Ojulari led Georgia with 5.5 sacks as a redshirt freshman in 2019 and had 8.5 in 2020. He also was a college roommate and regular practice competitor with Andrew Thomas, last year’s first-round pick by the Giants. Thomas was at Ojulari’s draft party on Friday night, joining in the celebration that made them teammates again.
The surprise on Friday night was not that the Giants wound up with Ojulari but that they made the trade back. The move came one night after they sent the 11th overall pick to the Bears in exchange for a package that included a first- and fourth-rounder in next year’s draft. Between the two trades, the Giants added three picks in 2022, something Gettleman said on Thursday was of significance because the effects of the pandemic muddled the information-gathering on this year’s crop of eligible players.
"There’s a lot of unknowns here with this group, plus a lot of kids went back and took advantage of the NCAA giving them an additional year of eligibility," he said on Thursday. "That obviously played into our thinking."
The Giants also had the 76th overall selection but traded again, this time moving up to 71 in a deal with the Broncos to select cornerback Aaron Robinson from Central Florida. The cost to move up five spots in the trade with Denver was a fifth-round pick — the 164th overall selection that they acquired on Thursday in the deal with Chicago.
Ojulari said he’d been thinking about joining the Giants for more than a year, ever since they selected his buddy. There are other Georgia products on the Giants’ roster too, including fellow edge rusher Lorenzo Carter and Tae Crowder. But it is Thomas with whom Ojulari wanted to be reunited all along.

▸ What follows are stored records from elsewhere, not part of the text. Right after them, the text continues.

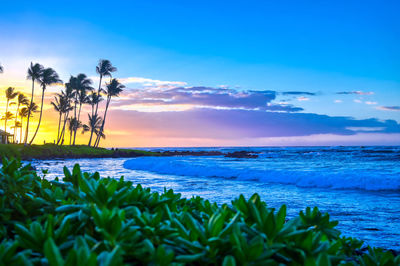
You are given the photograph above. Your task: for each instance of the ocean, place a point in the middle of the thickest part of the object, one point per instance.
(358, 186)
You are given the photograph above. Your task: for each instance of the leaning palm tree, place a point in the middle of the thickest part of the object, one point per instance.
(93, 126)
(49, 77)
(21, 100)
(34, 74)
(93, 99)
(10, 95)
(6, 117)
(69, 95)
(73, 125)
(104, 69)
(16, 125)
(57, 104)
(113, 89)
(83, 85)
(22, 114)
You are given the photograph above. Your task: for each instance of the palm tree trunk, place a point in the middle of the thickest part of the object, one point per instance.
(16, 117)
(20, 130)
(59, 124)
(62, 130)
(95, 113)
(70, 136)
(5, 120)
(40, 117)
(102, 123)
(77, 121)
(29, 113)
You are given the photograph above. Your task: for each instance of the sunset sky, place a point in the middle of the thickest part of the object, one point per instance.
(218, 73)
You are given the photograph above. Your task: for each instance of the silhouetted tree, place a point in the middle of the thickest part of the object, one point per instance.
(49, 77)
(113, 89)
(10, 95)
(21, 100)
(104, 69)
(34, 74)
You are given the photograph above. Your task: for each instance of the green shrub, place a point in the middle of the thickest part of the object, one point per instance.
(87, 220)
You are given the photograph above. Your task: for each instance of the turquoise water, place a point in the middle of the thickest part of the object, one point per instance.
(359, 187)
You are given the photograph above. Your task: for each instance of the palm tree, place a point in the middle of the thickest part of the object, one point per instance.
(7, 116)
(93, 126)
(10, 95)
(16, 125)
(57, 104)
(22, 114)
(31, 108)
(73, 125)
(69, 95)
(113, 89)
(83, 85)
(93, 99)
(49, 76)
(34, 74)
(21, 100)
(104, 69)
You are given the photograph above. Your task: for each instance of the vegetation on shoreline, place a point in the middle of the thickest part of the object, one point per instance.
(83, 219)
(52, 151)
(68, 104)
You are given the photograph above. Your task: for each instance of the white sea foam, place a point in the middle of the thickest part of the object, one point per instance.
(302, 175)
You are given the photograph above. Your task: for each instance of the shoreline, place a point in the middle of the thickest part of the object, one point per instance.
(52, 151)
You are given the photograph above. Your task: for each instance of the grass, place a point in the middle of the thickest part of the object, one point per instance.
(50, 151)
(82, 219)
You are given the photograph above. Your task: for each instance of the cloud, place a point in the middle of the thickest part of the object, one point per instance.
(302, 98)
(235, 123)
(195, 97)
(356, 92)
(147, 82)
(389, 108)
(151, 82)
(298, 93)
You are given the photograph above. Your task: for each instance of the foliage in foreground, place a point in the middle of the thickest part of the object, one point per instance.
(56, 151)
(85, 220)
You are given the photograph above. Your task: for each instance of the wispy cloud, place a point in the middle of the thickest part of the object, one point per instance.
(389, 108)
(302, 98)
(236, 123)
(200, 97)
(298, 93)
(356, 92)
(147, 82)
(151, 82)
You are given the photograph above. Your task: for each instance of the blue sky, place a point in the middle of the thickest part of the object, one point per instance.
(318, 47)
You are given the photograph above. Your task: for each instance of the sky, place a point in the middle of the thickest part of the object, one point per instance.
(218, 73)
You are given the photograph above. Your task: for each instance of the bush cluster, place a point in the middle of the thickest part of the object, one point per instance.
(83, 219)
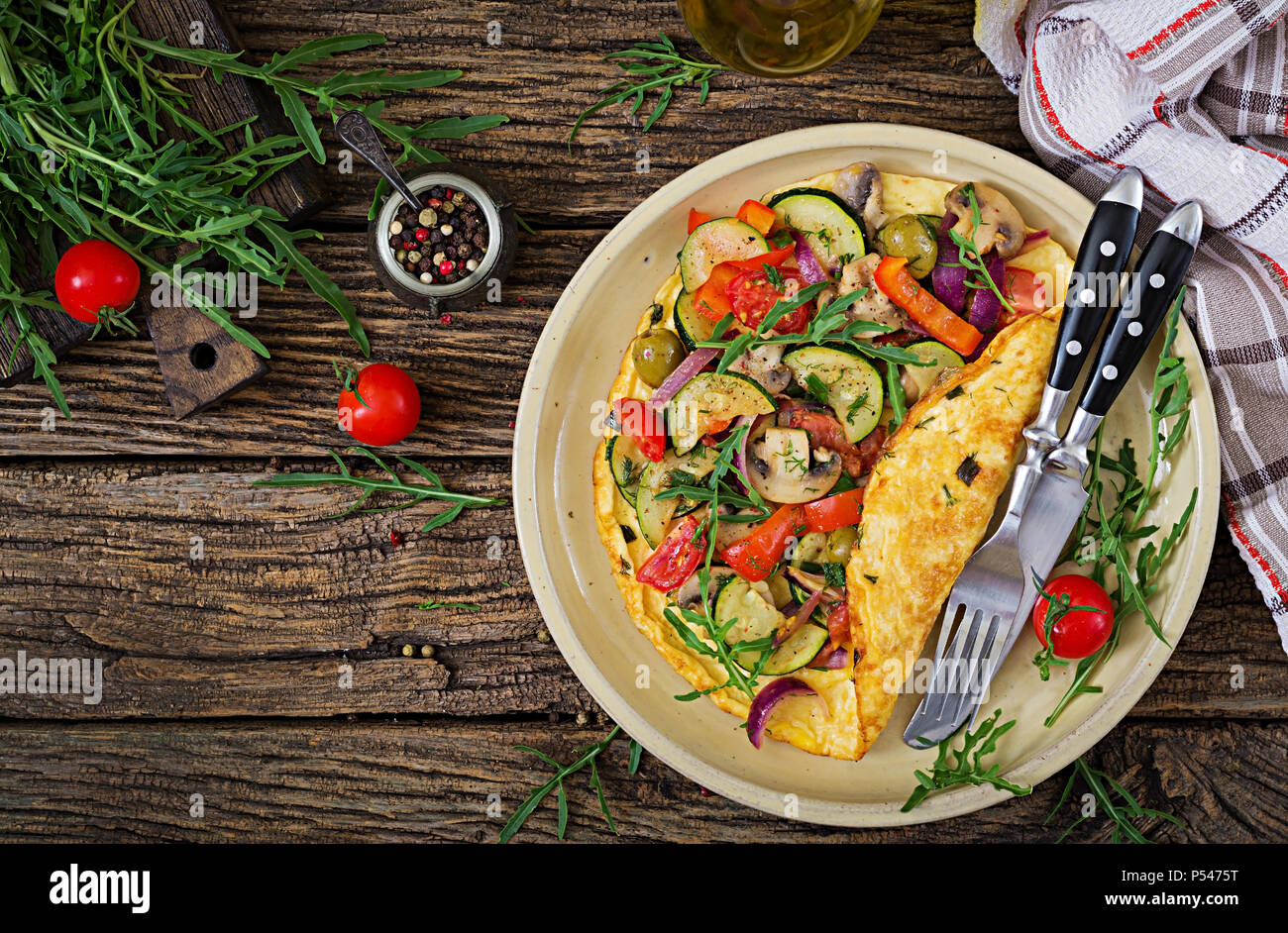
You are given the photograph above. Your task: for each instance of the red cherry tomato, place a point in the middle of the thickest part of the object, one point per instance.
(677, 559)
(93, 275)
(835, 511)
(752, 295)
(644, 425)
(389, 405)
(1085, 628)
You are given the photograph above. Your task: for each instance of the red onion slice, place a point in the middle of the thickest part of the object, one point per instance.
(765, 701)
(695, 363)
(948, 277)
(806, 261)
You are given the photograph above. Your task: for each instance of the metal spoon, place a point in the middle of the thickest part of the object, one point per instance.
(355, 129)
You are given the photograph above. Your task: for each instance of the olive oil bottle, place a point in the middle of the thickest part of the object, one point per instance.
(780, 38)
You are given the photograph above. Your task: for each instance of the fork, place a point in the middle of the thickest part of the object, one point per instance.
(988, 591)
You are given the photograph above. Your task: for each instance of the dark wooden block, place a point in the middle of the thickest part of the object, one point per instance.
(200, 361)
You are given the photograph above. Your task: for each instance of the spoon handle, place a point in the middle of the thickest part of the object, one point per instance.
(357, 132)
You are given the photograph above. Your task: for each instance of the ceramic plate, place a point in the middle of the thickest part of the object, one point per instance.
(558, 429)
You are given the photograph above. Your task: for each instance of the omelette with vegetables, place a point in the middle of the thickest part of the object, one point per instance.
(809, 437)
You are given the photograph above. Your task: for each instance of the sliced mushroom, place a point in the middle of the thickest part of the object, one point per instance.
(690, 594)
(874, 305)
(1000, 226)
(782, 467)
(765, 365)
(859, 185)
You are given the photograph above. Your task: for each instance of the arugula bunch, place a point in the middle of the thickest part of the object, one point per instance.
(965, 766)
(1113, 520)
(85, 103)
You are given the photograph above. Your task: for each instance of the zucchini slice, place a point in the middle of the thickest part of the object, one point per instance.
(627, 465)
(854, 389)
(715, 242)
(751, 610)
(708, 399)
(938, 356)
(800, 648)
(692, 325)
(832, 231)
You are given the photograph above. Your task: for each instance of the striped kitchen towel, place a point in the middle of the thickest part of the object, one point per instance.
(1193, 93)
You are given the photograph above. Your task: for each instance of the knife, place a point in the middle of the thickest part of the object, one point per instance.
(1093, 289)
(1060, 495)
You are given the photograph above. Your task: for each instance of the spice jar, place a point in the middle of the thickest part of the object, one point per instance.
(454, 249)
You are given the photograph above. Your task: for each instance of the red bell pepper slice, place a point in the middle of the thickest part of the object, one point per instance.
(675, 559)
(711, 300)
(697, 219)
(900, 286)
(756, 555)
(644, 425)
(1025, 291)
(835, 511)
(761, 216)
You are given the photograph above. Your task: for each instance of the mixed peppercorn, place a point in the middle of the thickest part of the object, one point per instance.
(445, 241)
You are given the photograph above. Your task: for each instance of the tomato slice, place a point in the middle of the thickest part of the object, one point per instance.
(900, 286)
(644, 425)
(761, 216)
(756, 555)
(711, 299)
(675, 559)
(751, 296)
(1025, 291)
(835, 511)
(1087, 620)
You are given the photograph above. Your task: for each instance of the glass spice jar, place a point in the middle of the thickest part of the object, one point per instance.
(489, 246)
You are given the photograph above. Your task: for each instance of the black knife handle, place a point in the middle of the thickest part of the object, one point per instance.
(1093, 287)
(1150, 292)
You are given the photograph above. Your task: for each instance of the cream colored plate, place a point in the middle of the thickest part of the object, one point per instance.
(555, 437)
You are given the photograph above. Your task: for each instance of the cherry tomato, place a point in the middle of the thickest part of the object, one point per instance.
(94, 275)
(1089, 623)
(644, 425)
(1025, 291)
(833, 511)
(385, 408)
(675, 559)
(752, 295)
(755, 556)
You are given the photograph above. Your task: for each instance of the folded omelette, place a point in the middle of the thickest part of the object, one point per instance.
(844, 613)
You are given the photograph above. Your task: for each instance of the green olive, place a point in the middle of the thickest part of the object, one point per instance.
(840, 543)
(909, 236)
(657, 352)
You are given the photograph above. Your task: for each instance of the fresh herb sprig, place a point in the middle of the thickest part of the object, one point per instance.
(965, 766)
(85, 100)
(969, 254)
(1122, 812)
(588, 756)
(416, 493)
(1111, 530)
(651, 65)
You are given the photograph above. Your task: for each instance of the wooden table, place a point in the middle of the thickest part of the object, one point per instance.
(223, 674)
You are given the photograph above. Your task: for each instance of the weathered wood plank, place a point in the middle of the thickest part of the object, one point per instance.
(918, 65)
(436, 780)
(469, 369)
(95, 560)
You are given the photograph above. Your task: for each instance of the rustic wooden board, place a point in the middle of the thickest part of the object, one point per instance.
(412, 780)
(469, 370)
(282, 596)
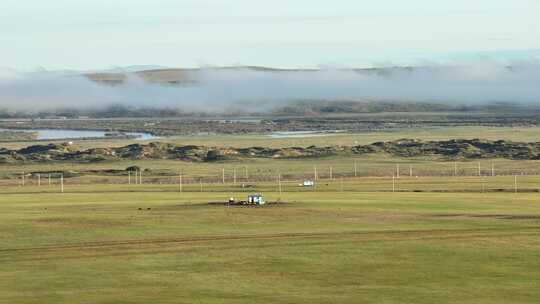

"When he got drafted, we thought it might happen one day and we thought it would be cool to be teammates," he said. "We thought it would be nice. And look at us now."
Worth all of the waits.
AZEEZ OJULARI
Pos.: LB
School: Georgia
Height/weight: 6-2, 249
Second round (50 overall)
Skinny: Led Georgia with 5.5 sacks as a redshirt freshman in 2019 and had 8.5 in 2020 . . . Plays with power, speed and high energy . . . Checks character boxes for the Giants; was a team captain as a freshman . . . Teams had concerns about knee issues but he did not miss any college games after an ACL injury in high school . . . Only 20 years old and becomes the first Giants player born in the 2000s.
AARON ROBINSON
Pos.: CB
School: UCF
Height/weight: 5-11, 186
Third round (71 overall)
Skinny: Has good versatility, can play inside or outside and is not tentative against the run . . . Far from a finished product but has the athleticism and physicality to compete in the NFL and in the Giants’ press coverages . . . A four-star prospect out of high school, he played one year at Alabama before transferring to UCF . . . Played in high school with Jerry Jeudy. Denard Robinson is his cousin.